Há muito tempo, futebol e superstição caminham lado a lado. Talvez desde que a bola é redonda. A manifestação do referido vínculo místico pode ser observada em diversas partes do mundo e se dá por meio de atitudes corriqueiras, como a entrada no campo, o uso de um amuleto e outras particularidades mais íntimas de jogadores e técnicos.
No Brasil, em especial, um país caracterizado pelo amplo sincretismo de crenças, não faltam exemplos, como na Copa do Mundo de 1962, disputada no Chile. Na condição de defensor do título, o escrete canarinho protagonizou uma estreia bem-sucedida, em Viña del Mar, pelo terceiro grupo, e venceu o México por 2 a 0, com gols de Zagallo e Pelé.
Na época, o chefe da delegação brasileira, Paulo Machado de Carvalho, trajava o mesmo terno marrom que lhe havia servido de amuleto durante a exitosa campanha no Mundial da Suécia, quatro anos antes. Depois do triunfo sobre a seleção “azteca”, em 30 de maio, o ritual de se vestir com as mesmas roupas daquele dia se espalhou, e até a imprensa foi obrigada pelo Marechal da Vitória a fazê-lo, sob o risco de não poder cobrir a equipe.

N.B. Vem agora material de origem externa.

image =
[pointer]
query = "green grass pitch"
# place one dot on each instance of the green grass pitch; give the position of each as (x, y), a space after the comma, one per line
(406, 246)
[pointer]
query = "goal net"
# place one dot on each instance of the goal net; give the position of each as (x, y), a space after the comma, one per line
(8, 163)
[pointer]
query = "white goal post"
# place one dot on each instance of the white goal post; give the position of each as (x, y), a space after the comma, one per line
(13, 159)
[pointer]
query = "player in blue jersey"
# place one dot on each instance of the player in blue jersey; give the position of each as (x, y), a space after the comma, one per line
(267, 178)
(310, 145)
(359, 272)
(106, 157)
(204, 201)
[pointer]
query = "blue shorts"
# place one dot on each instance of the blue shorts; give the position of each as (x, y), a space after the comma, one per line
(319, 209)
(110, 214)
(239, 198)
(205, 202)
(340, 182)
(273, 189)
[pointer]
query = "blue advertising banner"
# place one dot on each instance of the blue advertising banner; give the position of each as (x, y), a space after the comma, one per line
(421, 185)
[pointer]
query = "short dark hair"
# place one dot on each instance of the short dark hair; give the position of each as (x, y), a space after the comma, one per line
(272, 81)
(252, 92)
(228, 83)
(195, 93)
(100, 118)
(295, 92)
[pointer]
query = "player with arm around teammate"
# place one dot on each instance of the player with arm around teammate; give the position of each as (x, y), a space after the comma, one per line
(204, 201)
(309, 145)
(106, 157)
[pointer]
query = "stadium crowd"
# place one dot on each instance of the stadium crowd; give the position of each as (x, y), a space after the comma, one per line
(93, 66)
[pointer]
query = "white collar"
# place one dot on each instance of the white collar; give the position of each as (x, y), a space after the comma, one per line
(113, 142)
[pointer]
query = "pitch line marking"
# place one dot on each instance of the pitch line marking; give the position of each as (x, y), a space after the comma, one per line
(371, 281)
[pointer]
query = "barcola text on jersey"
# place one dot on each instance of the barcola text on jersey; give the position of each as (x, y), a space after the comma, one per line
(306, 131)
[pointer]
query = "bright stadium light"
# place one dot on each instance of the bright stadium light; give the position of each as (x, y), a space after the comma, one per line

A estratégia incomum deu certo, pois, coincidentemente, o Brasil faturou o bicampeonato naquele ano. Não significa, óbvio, que os fatos tenham relação entre si. Mas para ganhar um título vale (quase) tudo. Até mesmo se render a práticas desprovidas de sentido. Quando se vive um longo jejum de títulos, então, qualquer hábito deve ser preservado para que o time saia da fila e celebre a tão esperada e adiada volta olímpica.
É o caso de Lionel Messi na Argentina. Agora barbudo, o camisa 10 da “albiceleste” não adotou o novo visual por um pedido de sua mulher, Antonella Roccuzzo, nem se inspirou em Nicolás Otamendi, seu colega de seleção. Entre o fim da temporada, as audiências na justiça e as viagens, ele deixou os pelos faciais crescerem. Quando chegou aos Estados Unidos para a Copa América Centenário, foi “obrigado” a mantê-los.
Depois da vitória por 2 a 1 na estreia diante do Chile, algoz dos hermanos no ano passado, os colegas de Messi lhe pediram que não tirasse a barba, ainda que ele não tenha participado do jogo por estar recuperando-se de lesão nas costas. Com a goleada por 5 a 0 sobre o Panamá, quatro dias depois, na qual a Pulga saiu do banco para fazer três gols em menos de 45 minutos, o pedido virou uma espécia de ordem.
“Sigo levando a barba porque meus companheiros me pediram. Não se toca até o fim do torneio. Se eu a tirar, me matam”, revelou o craque, entre risos, durante entrevista depois do jogo. Para ser finalmente campeão, o elenco argentino está atento a todos os detalhes, inclusive à barba de Messi. Um pouco do mito de Sansão. Mas esse é apenas mais um breve capítulo na longa história envolvendo futebol e superstição.
Até aqui, a “tática” deu resultados. A Argentina foi a única seleção que se classificou para as quartas de final com 100% de aproveitamento e, além disso, viu rivais como Brasil, Paraguai e Uruguai caírem na fase de grupos. No próximo sábado (18), os homens orientados por Gerardo Martino medem forças com a Venezuela. Resta saber se com a nova aparência Messi vai enfim levantar uma taça por seu país e levar glória a seu povo.
Em todo caso, as superstições só são lembradas quando se vence. Nas outras vezes, soam como práticas infundadas, embora tenham inegavelmente seu valor e importância culturais.